Il regno di Dio riguarda la vita di ogni giorno
Nella doppia parabola del seme che ascoltiamo nel Vangelo di oggi (Mc 4,26-34), siamo invitati a una contemplazione, per così dire, sapienziale di questa vicenda. Rimane in ombra il «come» possa svilupparsi dal seme la spiga e poi il chicco, e un grande albero dal piccolo seme, ma ciò che conta è che invece tutto questo accade. Il contadino è perfettamente in grado di gestire il suo campo pur non conoscendo nei dettagli tutte le singole fasi del processo.
Così, come narrato in altre parabole, la donna sarà capace di impastare la farina e il lievito (cf. Lc 13,21), il fattore potrà prendersi cura del fico stentato concimandone le radici (cf. Lc 13,8-9), il pescatore riconoscerà i pesci buoni e cattivi forte della sue esperienza anche senza una laurea in zoologia (cf. Mt 13,48). Questo discorso non per banalizzare le importanti conquiste della scienza e della tecnologia e l’evoluzione del pensiero umano, ma per ricordarci che nessuna conoscenza che si atomizza in particelle sempre più piccole e che finisce col perdere il contatto con la realtà ha davvero significato. Oggi forse siamo in grado di capire meglio quali pericoli si possono nascondere dietro questa perdita di contatto con la realtà, vivendo in una società dove i rapporti, le relazioni con gli altri, la conoscenza sono sempre più virtuali, mediati dalle nuove tecnologie che forniscono possibilità impensabili fino a ieri, l’accesso a contenuti sterminati, al punto che si parla di realtà aumentata, ma con il rischio che sia proprio quest’ultima ad essere fagocitata e distorta. Il regno di Dio, invece, mantiene una certa indisponibilità, i suoi codici non si possono clonare né riprodurre, non per una gelosia di Dio nei nostri confronti ma perché ne sia preservata tutta la sua originalità e freschezza.
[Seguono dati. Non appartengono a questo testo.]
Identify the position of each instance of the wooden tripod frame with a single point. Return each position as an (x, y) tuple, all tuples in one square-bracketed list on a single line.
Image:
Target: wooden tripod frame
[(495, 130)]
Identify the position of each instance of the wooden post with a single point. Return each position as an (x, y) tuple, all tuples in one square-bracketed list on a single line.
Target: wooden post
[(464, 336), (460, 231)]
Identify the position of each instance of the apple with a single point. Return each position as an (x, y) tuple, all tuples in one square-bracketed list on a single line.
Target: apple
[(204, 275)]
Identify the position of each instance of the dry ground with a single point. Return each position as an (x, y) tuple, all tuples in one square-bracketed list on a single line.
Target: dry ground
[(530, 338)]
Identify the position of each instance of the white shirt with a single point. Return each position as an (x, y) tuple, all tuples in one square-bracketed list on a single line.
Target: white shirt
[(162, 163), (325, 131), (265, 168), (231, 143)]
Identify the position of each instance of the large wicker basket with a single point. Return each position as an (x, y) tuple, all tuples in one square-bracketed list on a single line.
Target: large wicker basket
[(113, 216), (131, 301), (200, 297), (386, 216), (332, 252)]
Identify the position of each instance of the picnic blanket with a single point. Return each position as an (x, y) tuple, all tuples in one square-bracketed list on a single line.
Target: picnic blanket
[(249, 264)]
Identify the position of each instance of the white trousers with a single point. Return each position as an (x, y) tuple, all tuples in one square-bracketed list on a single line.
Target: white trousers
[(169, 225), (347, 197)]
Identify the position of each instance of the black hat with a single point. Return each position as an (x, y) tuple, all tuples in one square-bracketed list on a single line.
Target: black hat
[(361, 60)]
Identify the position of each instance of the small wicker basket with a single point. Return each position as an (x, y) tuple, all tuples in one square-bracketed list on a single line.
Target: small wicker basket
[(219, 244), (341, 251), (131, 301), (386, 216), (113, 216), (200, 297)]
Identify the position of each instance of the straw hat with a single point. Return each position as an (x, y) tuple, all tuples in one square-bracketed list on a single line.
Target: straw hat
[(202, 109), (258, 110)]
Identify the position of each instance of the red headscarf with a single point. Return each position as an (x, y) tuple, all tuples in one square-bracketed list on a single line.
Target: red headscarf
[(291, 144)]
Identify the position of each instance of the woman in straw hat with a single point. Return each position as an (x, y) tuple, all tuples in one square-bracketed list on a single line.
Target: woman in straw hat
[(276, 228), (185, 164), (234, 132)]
Questo potrebbe dare adito, da parte nostra, a una risposta stizzita, come nella celebre favola della volpe e dell’uva: il regno non ci interessa, abbiamo altro a cui pensare, sono discorsi e basta, o annoiata, come gli ateniesi a Paolo: «ti ascolteremo un’altra volta!» (cf. At 17,32). Il fatto è che l’annuncio del regno che viene non è esattamente uguale a credere che tutto finirà bene e sboccerà in questo mondo come luce del mattino. Esso si inserisce nella storia e in tutti i suoi rivolgimenti e contraddizioni: se leggiamo l’intero capitolo di Ezechiele che contiene il brano della prima lettura di oggi (Ez 27,22-24) vedremo che l’annuncio che vi troviamo, il ramoscello che diviene albero, luogo di vita e riposo, il piccolo resto che diviene seme di un popolo nuovo, si interseca con le scelte compiute nella vita di ogni giorno, le alleanze e gli scontri, i progetti e i fallimenti dei singoli e delle società. Anche in questo caso il contatto con la realtà è determinante, non è questione di ottimismo o pessimismo, meno che mai essere maneggioni o fatalisti. La tessitura di impegno personale e progettualità come ordito di una trama fatta di affidamento e fiducia radicale in Dio rende davvero unica l’esperienza di vita cristiana, quell’atteggiamento sapienziale di cui sopra che è capace di unire realtà in apparenza contrastanti. È quanto esprimeva chiaramente e in maniera assai efficace S. Ignazio nel suo suggerimento: «agisci come se tutto dipendesse da te, sapendo poi che in realtà tutto dipende da Dio», esercizio sempre utile per evitare scorciatoie rassicuranti, luoghi comuni elevati a principi assoluti , e vivere con la pazienza e la tenacità del contadino fedele alla terra e ai suoi ritmi, anche quelli più nascosti e silenti.